The popularity of the candy recently saw a resurgence due to the White Rabbit-flavoured ice cream trend sweeping Malaysia and Brunei.
“We received a lot of messages and DMs about the issue,” said Mordeny Hj Modihi, founder of Rumah Gelato Frozen Treats.
“Many customers have asked whether Rumah Gelato is doing the cleaning properly. We have taken all the appliances and equipment to our branch in Serusop, the store with the biggest kitchen for the cleaning process, and the process was assisted by officers from the Halal Food Control Division,” he told The Scoop.
Rumah Gelato has six branches, and as of Sunday, three outlets resumed operation following a temporary closure to allow for the cleaning.
Mordeny added that his stores stopped selling White Rabbit ice cream back in April after they ran out of stock.

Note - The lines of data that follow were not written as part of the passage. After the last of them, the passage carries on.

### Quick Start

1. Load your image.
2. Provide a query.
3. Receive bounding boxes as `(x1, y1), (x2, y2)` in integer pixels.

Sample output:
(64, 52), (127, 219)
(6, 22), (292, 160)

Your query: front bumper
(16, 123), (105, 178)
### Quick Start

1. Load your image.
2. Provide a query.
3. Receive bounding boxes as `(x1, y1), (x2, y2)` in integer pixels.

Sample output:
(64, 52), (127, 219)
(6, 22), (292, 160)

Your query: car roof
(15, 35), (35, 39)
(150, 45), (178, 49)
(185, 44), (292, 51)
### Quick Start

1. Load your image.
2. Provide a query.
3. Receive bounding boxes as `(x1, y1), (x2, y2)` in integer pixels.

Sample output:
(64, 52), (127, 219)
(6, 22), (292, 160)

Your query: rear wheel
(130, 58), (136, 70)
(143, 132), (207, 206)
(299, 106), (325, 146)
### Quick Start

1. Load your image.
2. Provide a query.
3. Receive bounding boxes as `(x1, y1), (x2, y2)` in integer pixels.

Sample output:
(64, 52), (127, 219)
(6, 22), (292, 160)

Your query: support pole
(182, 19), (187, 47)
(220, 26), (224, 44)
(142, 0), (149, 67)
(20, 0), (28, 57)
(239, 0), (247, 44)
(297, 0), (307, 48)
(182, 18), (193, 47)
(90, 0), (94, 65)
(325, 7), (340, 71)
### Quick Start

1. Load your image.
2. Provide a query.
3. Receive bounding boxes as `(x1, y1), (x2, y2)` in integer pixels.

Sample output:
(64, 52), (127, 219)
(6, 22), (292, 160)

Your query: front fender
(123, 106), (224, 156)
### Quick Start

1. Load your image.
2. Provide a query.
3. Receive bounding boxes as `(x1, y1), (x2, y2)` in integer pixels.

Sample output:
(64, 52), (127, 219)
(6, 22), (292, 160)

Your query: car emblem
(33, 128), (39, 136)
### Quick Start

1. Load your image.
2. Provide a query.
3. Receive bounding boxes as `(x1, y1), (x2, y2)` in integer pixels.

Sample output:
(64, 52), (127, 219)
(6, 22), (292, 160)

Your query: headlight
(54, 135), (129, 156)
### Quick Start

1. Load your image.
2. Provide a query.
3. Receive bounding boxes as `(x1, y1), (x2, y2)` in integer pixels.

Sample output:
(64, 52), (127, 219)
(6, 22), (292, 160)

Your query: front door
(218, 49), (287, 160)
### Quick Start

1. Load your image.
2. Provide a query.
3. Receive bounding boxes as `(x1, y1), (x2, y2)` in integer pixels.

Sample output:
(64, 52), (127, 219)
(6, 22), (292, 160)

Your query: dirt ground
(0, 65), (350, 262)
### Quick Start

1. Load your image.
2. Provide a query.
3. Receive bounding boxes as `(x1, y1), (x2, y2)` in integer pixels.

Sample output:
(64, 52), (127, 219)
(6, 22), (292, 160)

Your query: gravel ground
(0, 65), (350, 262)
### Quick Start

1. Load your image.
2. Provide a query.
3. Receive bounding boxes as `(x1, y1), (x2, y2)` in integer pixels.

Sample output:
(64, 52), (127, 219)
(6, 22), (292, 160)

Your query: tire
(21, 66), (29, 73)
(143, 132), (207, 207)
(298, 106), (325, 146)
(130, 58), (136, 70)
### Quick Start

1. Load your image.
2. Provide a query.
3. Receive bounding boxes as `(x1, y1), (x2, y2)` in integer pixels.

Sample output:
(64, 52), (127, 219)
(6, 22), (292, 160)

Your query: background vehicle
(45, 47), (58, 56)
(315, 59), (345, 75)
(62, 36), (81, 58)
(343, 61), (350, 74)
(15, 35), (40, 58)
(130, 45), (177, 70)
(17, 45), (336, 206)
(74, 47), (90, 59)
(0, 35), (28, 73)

Founder of Project Ice Cream, Syikin Kariya, said the company has been transparent with their customers, posting an announcement to social media more than a week ago, stating that they would discontinue production of White Rabbit ice cream after they a few of their followers expressed concern over the candy’s halal status.
Project Ice Cream currently has two locations: their flagship in Kiarong and a scooping station at the Bloom Project in Citis Square.
Syikin said cleaning of Project Ice Cream’s kitchen was completed on Monday and they were ready to re-open whenever they get the green light from the Halal Food Control Division.
Senior religious officer at the division, Ahmad Haziq Hj Abd Hamid, said businesses with a halal certificate are required to send any new products for testing to the Brunei Islamic Religious Council.
Under the Halal Certificate and Label Order, food products used, sold or served by halal-certified vendors must be approved by the Brunei Islamic Religious Council. Offenders can be fined up to $8,000 and/or sentenced to two years in prison for failing to do so.
“It is an offence to fail to comply with any requirements under the Order, such as failure to submit an application with respect to new products or changes in the ingredients,” he told The Scoop.
Upon receipt of the application, the committee will inspect the vendor’s premises and analyse any products before approving proposed changes, Ahmad added.
Asked if any legal action will be taken against the ice-cream shops for selling a product that had not been approved by halal authorities, the officer said: “According to the law, it is an offence. But we cannot say for now… what we are doing now is immediately cleaning the equipment which must be taken seriously.”
This article was last updated on May 22, 2019.